In 2009, the extended debates and legislative maneuvering in Congress over the proposed health care reform bill triggered a firestorm of disapproval from the Republicans and protests from their supporters. In many cases, hyperbole ruled the day. (credit: “dbking”/Flickr)
The Republican opposition, which took control of the House during the 2010 midterm elections, promised constituents they would repeal the law. Their attempts were complicated, however, by the fact that Democrats still held the Senate and the presidency. Yet, the desire to represent the interests of their constituents compelled Republicans to use another tool at their disposal, the symbolic vote. During the 112th and 113th Congresses, Republicans voted more than sixty times to either repeal or severely limit the reach of the law. They understood these efforts had little to no chance of ever making it to the president’s desk. And if they did, he would certainly have vetoed them. But it was important for these representatives to demonstrate to their constituents that they understood their wishes and were willing to act on them.

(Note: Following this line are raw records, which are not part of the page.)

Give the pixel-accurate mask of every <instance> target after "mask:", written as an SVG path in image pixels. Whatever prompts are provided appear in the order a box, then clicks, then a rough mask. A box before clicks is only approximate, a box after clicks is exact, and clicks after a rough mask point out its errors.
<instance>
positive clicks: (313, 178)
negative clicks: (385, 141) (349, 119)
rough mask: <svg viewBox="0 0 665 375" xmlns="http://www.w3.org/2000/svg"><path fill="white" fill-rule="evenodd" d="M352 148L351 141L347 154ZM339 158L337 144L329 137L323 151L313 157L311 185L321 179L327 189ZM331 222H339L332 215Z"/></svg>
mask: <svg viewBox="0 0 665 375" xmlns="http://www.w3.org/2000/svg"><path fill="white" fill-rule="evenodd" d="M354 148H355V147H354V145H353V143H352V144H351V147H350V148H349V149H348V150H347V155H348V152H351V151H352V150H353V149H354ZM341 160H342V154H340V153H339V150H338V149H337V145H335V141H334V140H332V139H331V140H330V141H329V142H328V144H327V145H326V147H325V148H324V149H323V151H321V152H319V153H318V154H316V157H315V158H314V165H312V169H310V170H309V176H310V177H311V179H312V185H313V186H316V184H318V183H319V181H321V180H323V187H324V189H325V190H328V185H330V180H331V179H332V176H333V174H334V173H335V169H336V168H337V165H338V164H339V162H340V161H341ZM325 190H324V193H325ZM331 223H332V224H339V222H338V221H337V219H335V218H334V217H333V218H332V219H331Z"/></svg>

Historically, representatives have been able to balance their role as members of a national legislative body with their role as representatives of a smaller community. The Obamacare fight, however, gave a boost to the growing concern that the power structure in Washington divides representatives from the needs of their constituency.
This has exerted pressure on representatives to the extent that some now pursue a more straightforward delegate approach to representation. Indeed, following the 2010 election, a handful of Republicans began living in their offices in Washington, convinced that by not establishing a residence in Washington, they would appear closer to their constituents at home.